Under the care of the anesthesia team, light IV sedation was administered after which the ophthalmology team performed a retrobulbar block. This consisted of an equal mixture of 2% lidocaine and 0.75% bupivicaine on at Atkinson needle. The eye was then prepped and draped in the sterile ophthalmic fashion, taking care to place povidone-iodine solution in the conjunctival fornices.

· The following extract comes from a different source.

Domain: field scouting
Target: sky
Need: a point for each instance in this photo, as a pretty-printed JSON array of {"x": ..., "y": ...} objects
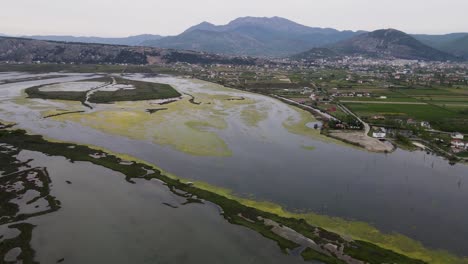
[{"x": 119, "y": 18}]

Three 23-gauge trocars were then inserted in a beveled fashion, taking care to displace the overlying conjunctiva. The infusion cannula was then placed in the inferotemporal cannula and its placement in the vitreous cavity was confirmed with direct visualization. The light pipe and cutter were then introduced into the eye. Under the ReSIGHT noncontact viewing system, the retina was carefully examined. A core vitrectomy was then performed. A PVD was not present. A PVD was induced with the vitrector. There were areas of abnormal vitreoretinal adhesion inferotemporally and superiorly consistent with lattice degeneration. Retinal tear was visualized at 5 o'clock, 7 o'clock adjacent to an area of pigmented lattice with adherent vitreous, and 10 o'clock. Superiorly there was lattice extending from 11 o'clock to 2:30 with a retinal tear at 11 o'clock. A peripheral vitrectomy was then completed, taking care to remove vitreous traction from each of the tears. The vitreous could not be removed in its entirety from the lattice inferotemporally. Perfluoron was injected over the posterior pole. The decision was made to perform a retinectomy inferiorly from 5 o'clock to 10 o'clock. This was first demarcated with the diathermy and then completed with the vitrector. Perfluoron was then injected for a complete fill and the retina flattened nicely. Endolaser was applied in 3 rows along the retinectomy edge. The superior lattice was also barricaded with 3 concentric rows of endolaser. A complete air-fluid-perfluoron exchange was performed, taking care to drain carefully at the retinectomy edge and then over the nerve. The retina was flat and attached under air. 14% sterile C3F8 was drawn up onto the field and injected into the eye for a complete fill. The trocars were removed and the eye was found to be at physiologic pressure with watertight wounds. Cefuroxime and dexamethasone were injected subconjunctivally and in the peribulbar space. The speculum and drapes were then removed. The eye was then washed and dried. Atropine drops and maxitrol ointment were then placed in the eye. The eye was then patched and shielded. The patient tolerated the procedure well and was transferred back to anesthesia for extubation.
The patient is to maintain facedown positioning until her appointment with Dr. tomorrow morning. Further post-operative instructions will be given at that time.
Estimated Blood Loss: <5mL
Drains: none
Specimens: none
Implants: none
Complications: none
Disposition: PACU - hemodynamically stable.